2013年4月1日 第171話             
                道
    仏道は必ず行によって証入すべきこと   
                   【道元禅師・学道用心集】       
日本の伝統文化は精神修養

 スポーツの教育現場で体罰やいじめが今、社会問題になっています。学校では実態が調査され指導者の姿勢や意識が問われたり、体罰やいじめがなぜ起こるのか、どうすれば改善し、いじめを無くすることができるのかが課題になっています。

 オリンピックに出場する女子柔道選手が強化指導方法に疑問を持ち、日本オリンピック委員会に訴えたことから指導現場の実体があからさまになりました。日本の伝統的なスポーツは、それぞれの組織体によって伝統が保持されてきました。それらの組織体質が構造的に旧態依然とした閉鎖社会であることから、さまざまな問題が生じています。

 日本ではスポーツのみならず、芸能や芸術、学問の世界でも、上下関係やしきたり、組織構造の面において、それぞれ独特な体質を持っているようです。生け花、茶は伝統的な家元制度により、絵画や彫刻などの芸術界でも、また俳諧など文化芸術の分野においても、伝統の保持がはかられる反面で、それぞれの組織体の中にいじめや体罰を生み出す体質を否定できません。

 伝統的なスポーツ、文化芸能、学問の分野では派閥、人脈、金脈がまかり通って有能な人材の育成や能力や技術の向上が妨げられることもあるようです。

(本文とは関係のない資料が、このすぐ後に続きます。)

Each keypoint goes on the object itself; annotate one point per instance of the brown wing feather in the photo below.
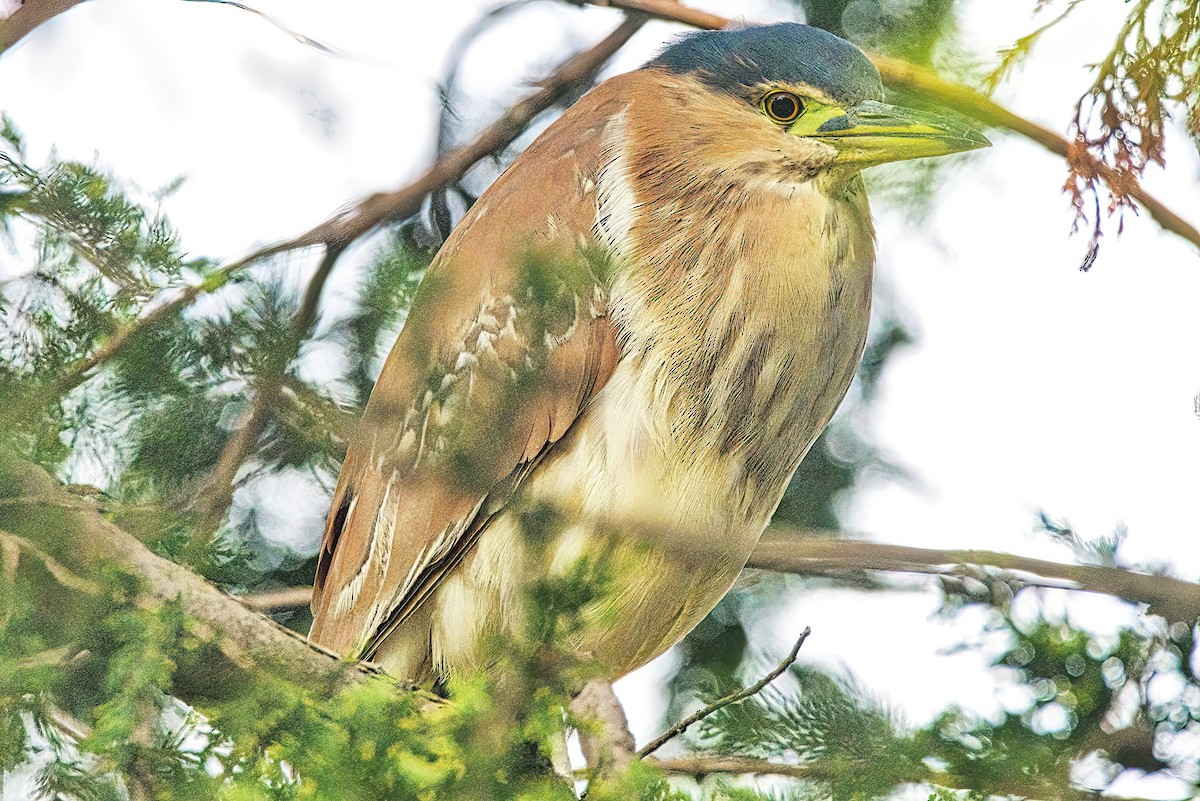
(507, 342)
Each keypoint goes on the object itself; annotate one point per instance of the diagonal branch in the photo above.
(384, 208)
(799, 552)
(899, 73)
(1014, 784)
(84, 544)
(721, 703)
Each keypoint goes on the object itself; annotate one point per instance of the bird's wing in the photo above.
(507, 342)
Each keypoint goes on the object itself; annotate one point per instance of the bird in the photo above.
(639, 329)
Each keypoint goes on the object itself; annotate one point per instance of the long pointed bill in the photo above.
(874, 133)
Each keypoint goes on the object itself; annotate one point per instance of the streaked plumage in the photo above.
(649, 317)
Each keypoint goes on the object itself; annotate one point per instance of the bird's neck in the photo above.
(744, 301)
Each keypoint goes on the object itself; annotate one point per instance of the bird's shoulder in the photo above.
(505, 343)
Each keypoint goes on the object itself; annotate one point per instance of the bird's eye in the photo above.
(783, 107)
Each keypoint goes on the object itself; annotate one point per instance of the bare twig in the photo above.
(604, 729)
(61, 573)
(1014, 784)
(387, 206)
(29, 16)
(787, 552)
(827, 553)
(966, 101)
(732, 698)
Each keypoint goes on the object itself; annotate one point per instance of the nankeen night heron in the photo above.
(642, 325)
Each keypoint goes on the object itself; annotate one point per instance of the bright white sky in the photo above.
(1033, 385)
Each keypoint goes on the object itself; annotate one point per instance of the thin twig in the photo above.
(901, 74)
(217, 495)
(799, 552)
(383, 208)
(732, 698)
(1012, 784)
(246, 643)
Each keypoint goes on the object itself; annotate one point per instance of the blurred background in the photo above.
(1009, 399)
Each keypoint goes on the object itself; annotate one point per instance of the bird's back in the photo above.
(669, 385)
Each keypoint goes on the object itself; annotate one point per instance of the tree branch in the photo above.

またいずれもが道という概念で把握されることから、それぞれの道で修練して人格の向上をめざすという、日本独特の精神修養という面を色濃く持っていることも、特徴なのでしょう。
日本人はどの分野でも、道という概念をもつ

 日本人はどの分野でも、伝統を受け継ぎ、技術や能力の向上をはかることと、人格的向上をめざすことを一体のものとしてとらえ評価するむきがあります。また囲碁将棋においては勝負で評価されるから、勝たなければ意味がないが、勝負にのぞむ精神状態も注目される。剣道でも弓道でも、身を守る術であることから、生き死にかかわることとして技の鍛錬とともに、精神の向上をめざすことがもとめられてきました。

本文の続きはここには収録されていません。